Black Friday and Christmas: my guilty pleasures and mistakes

I guess we “financial bloggers” all have a dark past, a former self that used to buy a bunch if things we didn’t need. That was definitely my case not so long ago, in particular with electronic gadgets. At some point I even pledged insane amounts of money to some kickstarter projects for which I never received anything because I changed address 3 times by the time the project was complete, and I didn’t care enough to update my information.

I’ve become a bit wiser with my money and buying stuff that I’ll only use once then throw away, but I must admit I indulged a bit more than planned this year for Black Friday.

I bought a bunch of video games and board games that I expect to enjoy with my kids, as well as Christmas presents for them that I would typically have discarded as too expensive and/or stupid. I guess becoming financially independent lately has put me in some dangerous state of euphoria, which, mixed with black Friday deals, led to some stupid expenses.

The frugal in me also tried to fight the expenses, so I was on the lookout for some specific items at cheaper prices. Which led to a few mistakes. First of all, for some of the things I wanted to buy, I jumped the gun on the first black Friday discount I would see, getting the item at 10% off, only to see it discounted at 50% a week later… I almost lost sleep during the black Friday week, chasing deals and worrying about whether I was getting a fair price or not. It was easy to forget that at the end of the day, we’re talking of a difference of $10 or less on each item… but I guess I got into that “black Friday zone” which is what people whose hobby is “shopping” probably get into at some point.

I got reasonable, bought a few Christmas presents for the kids that they will probably not need, but nothing too serious.

My biggest mistake however was trying to cut corners on a toy for my son. He’s been asking for the Wonder workshop dash robot (affiliate link) for more than a year now. And, although I think it’s an interesting concept, I frankly don’t think the thing is worth its retail price ($150) as I believe my son will lose interest quickly. So I told myself I would buy it if I found it for less than $100. Which I did, used, on eBay. I quickly ordered the toy for $80 including shipping, only to receive something that was broken. Sneakily broken, as it cosmetically was completely fine, but after a test drive of a few minutes it was clear that some sensor or motor was broken in the toy. A shame in particular since the seller has a great score on eBay.

dashrobot

But by that point I was emotionally committed to getting the toy. The reasonable parent in me should have said: “let’s get something cheaper that I know the kid will actually use”. But I had internally committed to get the toy for my kid. It was too late to get it for cheap in time for Christmas, plus the experience on eBay got me to second-guess any eBay sale of the toy, so I ended up getting it on Amazon, very, very close to retail price.

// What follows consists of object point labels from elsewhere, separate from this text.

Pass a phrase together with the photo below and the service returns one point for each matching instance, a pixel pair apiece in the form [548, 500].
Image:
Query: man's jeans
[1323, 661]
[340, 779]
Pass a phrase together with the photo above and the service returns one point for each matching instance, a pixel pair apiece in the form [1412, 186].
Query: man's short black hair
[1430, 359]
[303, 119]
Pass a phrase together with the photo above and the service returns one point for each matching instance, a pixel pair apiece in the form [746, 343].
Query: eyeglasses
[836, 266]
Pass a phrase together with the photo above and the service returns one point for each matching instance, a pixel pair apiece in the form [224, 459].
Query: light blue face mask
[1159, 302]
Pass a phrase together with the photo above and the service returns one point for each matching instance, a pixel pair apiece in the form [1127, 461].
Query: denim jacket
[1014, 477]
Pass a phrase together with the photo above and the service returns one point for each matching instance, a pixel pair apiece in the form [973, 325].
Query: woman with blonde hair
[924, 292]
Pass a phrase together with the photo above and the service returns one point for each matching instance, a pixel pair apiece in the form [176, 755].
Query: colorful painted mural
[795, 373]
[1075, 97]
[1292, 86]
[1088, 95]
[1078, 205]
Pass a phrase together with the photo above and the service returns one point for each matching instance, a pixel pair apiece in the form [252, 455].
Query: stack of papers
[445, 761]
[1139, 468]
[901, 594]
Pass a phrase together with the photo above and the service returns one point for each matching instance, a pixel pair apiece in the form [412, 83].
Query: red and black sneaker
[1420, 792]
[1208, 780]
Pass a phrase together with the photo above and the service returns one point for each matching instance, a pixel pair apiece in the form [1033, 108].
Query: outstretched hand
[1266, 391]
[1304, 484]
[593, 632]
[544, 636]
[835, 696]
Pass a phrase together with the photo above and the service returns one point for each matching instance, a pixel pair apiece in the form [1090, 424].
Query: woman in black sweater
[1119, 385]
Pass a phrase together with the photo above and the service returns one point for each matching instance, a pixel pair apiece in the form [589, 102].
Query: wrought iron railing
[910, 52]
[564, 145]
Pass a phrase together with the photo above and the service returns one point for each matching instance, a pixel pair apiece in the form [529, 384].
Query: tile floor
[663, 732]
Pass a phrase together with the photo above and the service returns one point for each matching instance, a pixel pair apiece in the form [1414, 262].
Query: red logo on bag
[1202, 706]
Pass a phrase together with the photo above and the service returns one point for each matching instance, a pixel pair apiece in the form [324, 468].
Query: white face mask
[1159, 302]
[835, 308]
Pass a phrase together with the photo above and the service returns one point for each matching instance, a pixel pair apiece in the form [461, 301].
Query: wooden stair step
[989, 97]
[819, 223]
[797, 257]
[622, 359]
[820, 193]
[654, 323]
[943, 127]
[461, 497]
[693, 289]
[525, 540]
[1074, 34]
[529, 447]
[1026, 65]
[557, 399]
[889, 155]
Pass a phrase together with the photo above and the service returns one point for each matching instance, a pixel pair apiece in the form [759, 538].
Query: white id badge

I’m still in the process of a claim with eBay, so essentially, by trying to get a deal on that toy I ended up paying roughly 150% of retail price for it. This sucks, and it negates a bunch of the discounts I’ve manged to grab on some of the other stuff.

The former me wouldn’t have cared. I would have moved on. But the new frugal me is really angry at this money loss. So my brain is bubbling, looking for ways to recoup my loss one way or another. Honestly, this is way more trouble than is worth, but somehow I can’t prevent these thoughts from getting into my brain.

The same has been true for pretty much any expense lately, it’s almost as if I’m losing perception of absolute value: if I see a pack of m&m’s in a vending machine for $1, I’ll instantly think: “pfft, I can get that for half the price if I buy them at the grocery store”. That kind of thought is probably a good thing in general and contributes to our savings rate, but I feel like in many cases it’s too much pain with no real benefit (well, in the case of m&m’s I guess theere is some health benefit in holding back).

The other day, my wife was having a hard time deciding if she should be buying tickets for some zoo illumination event in Seattle, while they were discounted. This meant buying the tickets now for an event in a few weeks, committing ourselves to a specific date instead of buying it on any day we’d be ok to go. I asked her: “how much is the discount? -$4 per ticket”. She was having a hard time making a decision over a $12 total difference! And I do that too.

Yes, it’s the small penny streams that make the big dollar river, but still, I feel that I should get some sense of perspective. It makes sense to spend time getting a good deal on a house or a car. It doesn’t, however, to waste an hour deciding if we can afford $12 more for a trip at the zoo, or losing sleep over a $2 discount for some board game.

As far as the robot toy is concerned, I’m still trying to get my money back from the eBay seller.